# Viking settlement in Newfoundland dated to 1021



## Hugh (Oct 21, 2021)

Well it looks like there's a definite date for the date some of the wood that was cut for their buildings. 

Exactly a thousand years ago Viking seamen were cutting those trees down.

 (Of course I guess they could have been their earlier.)

From today's Guardian:
_A new type of dating technique using a long-ago solar storm as a reference point has revealed that the settlement was occupied in AD1021, exactly a millennium ago and 471 years before the first voyage of Columbus. The technique was used on three pieces of wood cut for the settlement, all pointing to the same year._

Interesting comment re the Sagas:
_Oral histories called the Icelandic sagas depict a Viking presence in the Americas.

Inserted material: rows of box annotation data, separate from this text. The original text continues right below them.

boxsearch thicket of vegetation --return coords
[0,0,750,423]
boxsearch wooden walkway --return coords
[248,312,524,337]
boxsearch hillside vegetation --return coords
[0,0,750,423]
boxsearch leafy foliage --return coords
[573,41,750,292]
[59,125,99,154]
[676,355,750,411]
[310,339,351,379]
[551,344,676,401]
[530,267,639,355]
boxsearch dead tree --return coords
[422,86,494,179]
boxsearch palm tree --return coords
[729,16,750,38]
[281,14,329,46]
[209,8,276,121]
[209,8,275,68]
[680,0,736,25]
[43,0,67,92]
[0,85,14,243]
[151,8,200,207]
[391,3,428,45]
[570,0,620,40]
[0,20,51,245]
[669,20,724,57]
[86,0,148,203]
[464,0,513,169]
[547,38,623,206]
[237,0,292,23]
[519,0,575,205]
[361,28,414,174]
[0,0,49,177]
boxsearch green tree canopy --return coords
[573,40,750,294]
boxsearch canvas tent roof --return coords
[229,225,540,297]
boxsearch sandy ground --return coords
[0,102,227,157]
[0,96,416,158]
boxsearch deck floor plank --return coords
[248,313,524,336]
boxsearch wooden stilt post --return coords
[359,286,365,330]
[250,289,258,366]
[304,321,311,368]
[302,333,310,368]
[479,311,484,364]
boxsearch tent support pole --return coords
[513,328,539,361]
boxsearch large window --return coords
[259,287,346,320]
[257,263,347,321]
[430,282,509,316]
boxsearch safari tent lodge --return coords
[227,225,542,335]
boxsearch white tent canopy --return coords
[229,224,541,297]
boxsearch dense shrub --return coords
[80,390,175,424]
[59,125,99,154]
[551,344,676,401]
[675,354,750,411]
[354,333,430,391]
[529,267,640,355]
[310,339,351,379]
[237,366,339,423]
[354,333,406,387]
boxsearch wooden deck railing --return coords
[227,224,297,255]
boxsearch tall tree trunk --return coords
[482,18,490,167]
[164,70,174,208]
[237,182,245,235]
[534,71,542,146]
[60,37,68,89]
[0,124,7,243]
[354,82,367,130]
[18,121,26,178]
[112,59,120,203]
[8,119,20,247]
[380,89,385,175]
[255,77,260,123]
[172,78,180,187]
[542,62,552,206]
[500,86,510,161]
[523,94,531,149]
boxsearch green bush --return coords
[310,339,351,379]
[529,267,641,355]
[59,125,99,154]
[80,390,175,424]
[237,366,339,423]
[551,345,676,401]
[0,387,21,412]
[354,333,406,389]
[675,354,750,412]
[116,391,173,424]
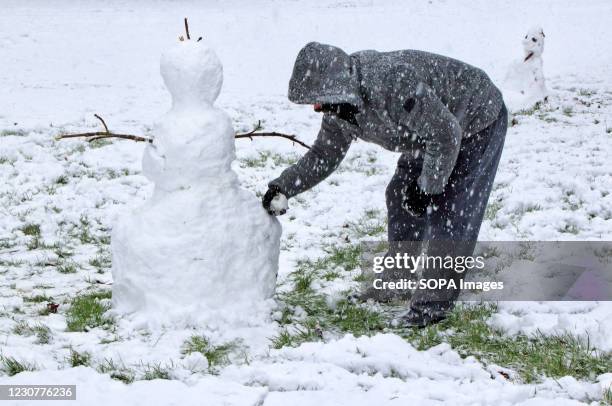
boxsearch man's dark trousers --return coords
[386,106,508,312]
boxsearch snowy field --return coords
[0,0,612,406]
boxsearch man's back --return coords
[351,50,503,134]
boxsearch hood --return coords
[289,42,363,108]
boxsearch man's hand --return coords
[262,186,289,216]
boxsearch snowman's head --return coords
[160,41,223,108]
[523,27,545,56]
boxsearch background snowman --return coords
[503,26,548,110]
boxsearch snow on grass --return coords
[0,1,612,406]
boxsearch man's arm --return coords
[389,69,462,194]
[268,114,352,198]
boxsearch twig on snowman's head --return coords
[55,114,310,149]
[234,121,310,149]
[55,114,153,142]
[185,17,191,40]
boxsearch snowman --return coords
[112,40,281,323]
[503,27,548,110]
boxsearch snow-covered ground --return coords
[0,0,612,405]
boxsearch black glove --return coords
[404,182,432,217]
[261,185,287,216]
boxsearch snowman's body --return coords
[112,41,281,320]
[503,27,548,110]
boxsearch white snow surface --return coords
[111,40,281,325]
[0,0,612,406]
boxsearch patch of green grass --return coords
[68,348,91,368]
[142,364,170,381]
[0,355,36,376]
[403,304,612,383]
[270,289,387,348]
[485,200,504,221]
[23,295,53,303]
[56,261,77,273]
[514,102,542,116]
[21,224,40,237]
[96,358,136,384]
[181,335,238,372]
[66,291,113,331]
[0,128,28,137]
[89,254,111,269]
[32,324,52,344]
[240,151,298,168]
[53,175,68,185]
[13,321,52,344]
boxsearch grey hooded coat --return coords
[270,42,503,197]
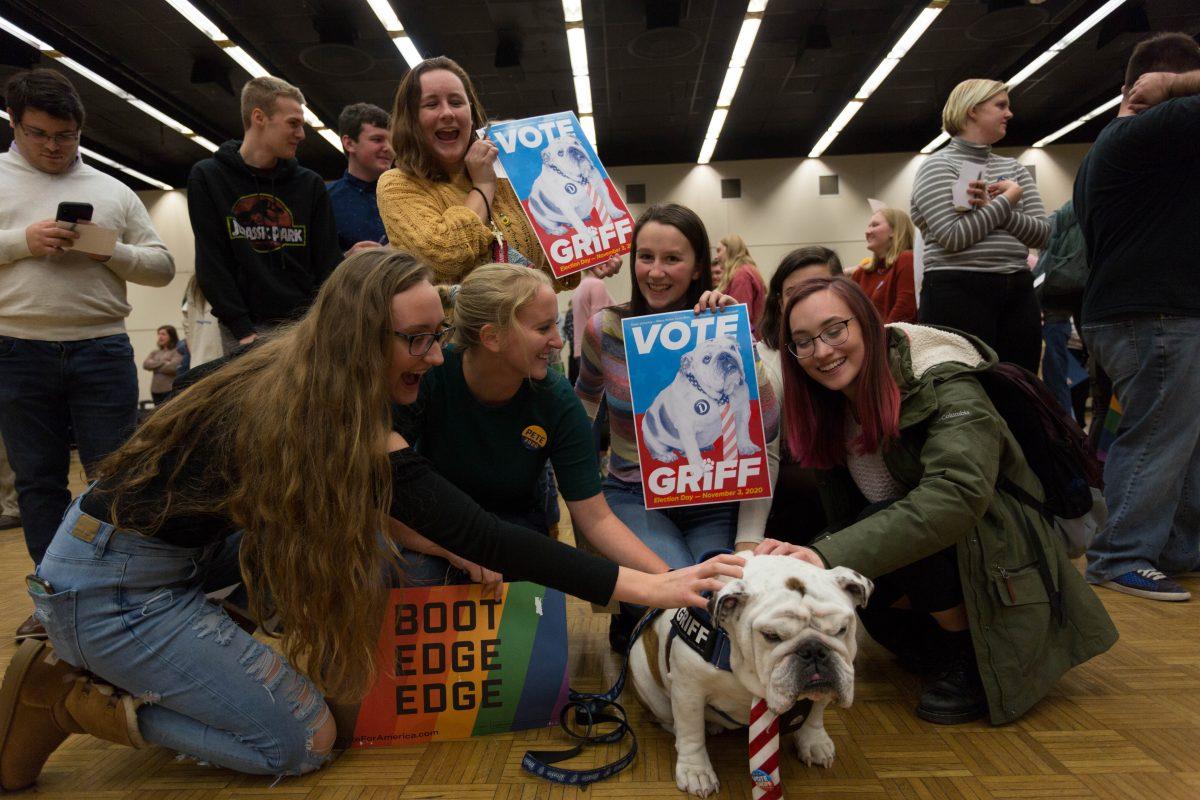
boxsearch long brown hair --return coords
[98,248,428,698]
[391,55,487,181]
[779,276,900,469]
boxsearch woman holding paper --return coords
[377,55,620,290]
[760,277,1117,724]
[575,203,779,649]
[850,209,917,323]
[713,234,767,341]
[0,249,740,790]
[392,264,668,588]
[142,325,184,405]
[911,78,1050,372]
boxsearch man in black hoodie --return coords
[187,77,342,353]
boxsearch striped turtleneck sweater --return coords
[912,137,1050,272]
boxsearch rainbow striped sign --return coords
[349,583,568,747]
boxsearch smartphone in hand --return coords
[54,203,92,230]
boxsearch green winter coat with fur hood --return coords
[812,324,1117,724]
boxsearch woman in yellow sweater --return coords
[376,55,620,290]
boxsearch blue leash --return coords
[521,608,662,786]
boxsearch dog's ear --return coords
[829,566,875,608]
[708,581,749,627]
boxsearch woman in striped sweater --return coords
[912,78,1050,371]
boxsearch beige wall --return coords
[128,145,1088,398]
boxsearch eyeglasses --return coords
[391,325,454,356]
[17,122,79,144]
[787,317,854,359]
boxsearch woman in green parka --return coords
[761,277,1117,724]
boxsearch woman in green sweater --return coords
[392,264,667,587]
[758,277,1117,724]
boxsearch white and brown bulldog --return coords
[629,553,874,798]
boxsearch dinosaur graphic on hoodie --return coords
[187,140,342,338]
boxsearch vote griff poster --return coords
[488,112,634,278]
[349,583,568,747]
[622,305,770,510]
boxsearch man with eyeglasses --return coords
[0,70,175,639]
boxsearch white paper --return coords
[67,224,116,255]
[475,128,509,180]
[950,164,984,211]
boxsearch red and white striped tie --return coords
[720,403,738,462]
[750,698,784,800]
[583,181,612,227]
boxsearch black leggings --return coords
[919,270,1042,373]
[835,500,962,652]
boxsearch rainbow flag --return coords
[348,583,568,747]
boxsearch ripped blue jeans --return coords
[34,500,330,775]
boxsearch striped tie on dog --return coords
[583,181,612,227]
[750,698,784,800]
[721,403,738,462]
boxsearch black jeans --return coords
[0,333,138,564]
[835,500,962,654]
[920,270,1042,373]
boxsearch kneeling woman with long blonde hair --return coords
[0,249,740,790]
[397,264,668,584]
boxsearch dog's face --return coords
[679,336,746,395]
[709,555,874,714]
[541,134,590,175]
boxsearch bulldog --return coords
[642,336,760,468]
[629,553,875,798]
[529,136,625,236]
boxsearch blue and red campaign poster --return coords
[622,305,770,510]
[335,583,568,747]
[487,112,634,278]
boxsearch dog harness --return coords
[683,372,730,405]
[666,608,732,672]
[546,164,612,224]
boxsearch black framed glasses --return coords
[391,325,454,356]
[17,122,80,145]
[787,317,854,359]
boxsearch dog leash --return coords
[521,608,662,786]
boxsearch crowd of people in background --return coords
[0,28,1200,789]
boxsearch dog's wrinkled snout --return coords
[796,642,829,667]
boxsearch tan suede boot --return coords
[0,640,146,792]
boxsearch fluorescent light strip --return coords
[0,110,175,192]
[1004,0,1126,89]
[1033,95,1124,148]
[696,0,768,164]
[920,0,1126,155]
[0,17,217,152]
[362,0,425,68]
[163,0,343,152]
[809,0,949,158]
[563,0,596,148]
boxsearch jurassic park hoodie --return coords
[187,139,342,338]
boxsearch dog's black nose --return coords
[796,642,829,666]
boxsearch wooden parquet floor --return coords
[0,460,1200,800]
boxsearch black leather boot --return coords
[917,631,988,724]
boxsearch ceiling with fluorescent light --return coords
[0,0,1200,188]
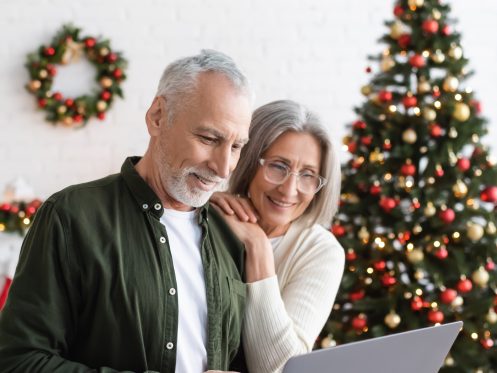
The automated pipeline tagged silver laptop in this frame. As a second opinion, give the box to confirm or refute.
[283,321,463,373]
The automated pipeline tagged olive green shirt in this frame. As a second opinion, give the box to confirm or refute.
[0,157,246,373]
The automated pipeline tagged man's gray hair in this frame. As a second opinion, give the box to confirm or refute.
[156,49,252,123]
[229,100,341,227]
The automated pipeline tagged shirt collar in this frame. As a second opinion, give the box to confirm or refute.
[121,157,209,224]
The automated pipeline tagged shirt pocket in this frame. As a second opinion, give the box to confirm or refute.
[226,276,247,361]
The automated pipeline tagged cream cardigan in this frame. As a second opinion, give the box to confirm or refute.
[243,221,345,373]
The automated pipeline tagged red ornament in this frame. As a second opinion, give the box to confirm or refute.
[457,278,473,293]
[393,5,405,17]
[100,91,112,101]
[438,208,456,224]
[480,338,494,350]
[421,19,438,34]
[435,247,449,260]
[428,310,444,324]
[378,90,393,102]
[85,38,97,48]
[411,296,423,311]
[107,53,117,63]
[353,120,366,130]
[72,114,83,123]
[373,260,387,271]
[112,68,123,79]
[480,186,497,203]
[47,64,57,76]
[381,273,397,287]
[331,224,345,237]
[440,289,457,304]
[345,250,357,262]
[430,123,442,137]
[379,197,397,213]
[435,167,445,177]
[409,54,426,68]
[402,96,418,109]
[361,135,373,146]
[397,34,411,49]
[347,142,357,154]
[400,163,416,176]
[369,185,381,196]
[349,289,366,302]
[351,314,368,331]
[442,25,452,36]
[43,47,55,57]
[457,158,471,172]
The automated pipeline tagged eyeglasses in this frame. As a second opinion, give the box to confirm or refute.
[259,158,327,194]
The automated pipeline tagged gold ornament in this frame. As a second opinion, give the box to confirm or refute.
[390,21,405,39]
[62,117,73,127]
[485,308,497,324]
[361,85,371,96]
[486,221,497,234]
[423,107,437,122]
[471,267,490,288]
[466,222,484,242]
[449,45,462,60]
[431,49,445,63]
[423,202,437,217]
[380,56,395,72]
[384,311,401,329]
[97,100,107,111]
[402,128,418,144]
[369,148,385,163]
[418,79,431,93]
[450,295,464,307]
[431,9,442,21]
[442,75,459,92]
[452,180,468,198]
[407,249,425,264]
[28,80,41,92]
[454,102,471,122]
[100,76,112,88]
[407,0,425,8]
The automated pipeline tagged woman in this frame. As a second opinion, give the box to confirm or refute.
[211,100,344,373]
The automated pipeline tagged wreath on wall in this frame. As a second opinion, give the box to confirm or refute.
[26,25,127,127]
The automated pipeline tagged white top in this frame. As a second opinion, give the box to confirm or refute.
[160,209,207,373]
[243,221,345,373]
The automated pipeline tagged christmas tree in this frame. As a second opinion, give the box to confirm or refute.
[320,0,497,372]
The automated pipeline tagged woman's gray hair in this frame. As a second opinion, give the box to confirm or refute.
[229,100,341,227]
[156,49,252,123]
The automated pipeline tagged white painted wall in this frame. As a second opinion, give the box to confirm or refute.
[0,0,497,200]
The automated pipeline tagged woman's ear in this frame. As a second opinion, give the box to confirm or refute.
[145,96,167,136]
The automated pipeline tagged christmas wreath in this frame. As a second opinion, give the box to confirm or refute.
[26,25,127,127]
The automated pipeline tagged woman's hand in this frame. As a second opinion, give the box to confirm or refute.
[212,198,275,283]
[210,192,257,223]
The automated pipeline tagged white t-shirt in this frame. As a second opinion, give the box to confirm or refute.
[160,209,207,373]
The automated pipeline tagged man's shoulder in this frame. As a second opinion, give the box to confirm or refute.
[47,174,122,208]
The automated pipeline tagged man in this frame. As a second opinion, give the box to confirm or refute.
[0,51,251,373]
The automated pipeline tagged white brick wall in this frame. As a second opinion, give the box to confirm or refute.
[0,0,497,200]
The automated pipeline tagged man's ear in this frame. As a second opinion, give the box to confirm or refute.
[145,96,167,137]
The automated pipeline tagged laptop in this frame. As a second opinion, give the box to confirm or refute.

Written down centuries later, they describe a leader named Leif Erikson and a settlement called Vinland, as well as violent and peaceful interactions with the local peoples, including capturing enslaved people.
The 1021 date roughly corresponds to the saga accounts, Dee said, adding: “Thus it begs the question, how much of the rest of the saga adventures are true?”_

Here's the link:








						Solar storm confirms Vikings settled in North America exactly 1,000 years ago
					

Analysis of wood from timber-framed buildings in Newfoundland shows Norse-built settlement 471 years before Columbus




					www.theguardian.com


----------



## Stephen Palmer (Oct 21, 2021)

Fascinating.


----------



## Valtharius (Oct 21, 2021)

I have a sudden desire to learn Old Norse.


----------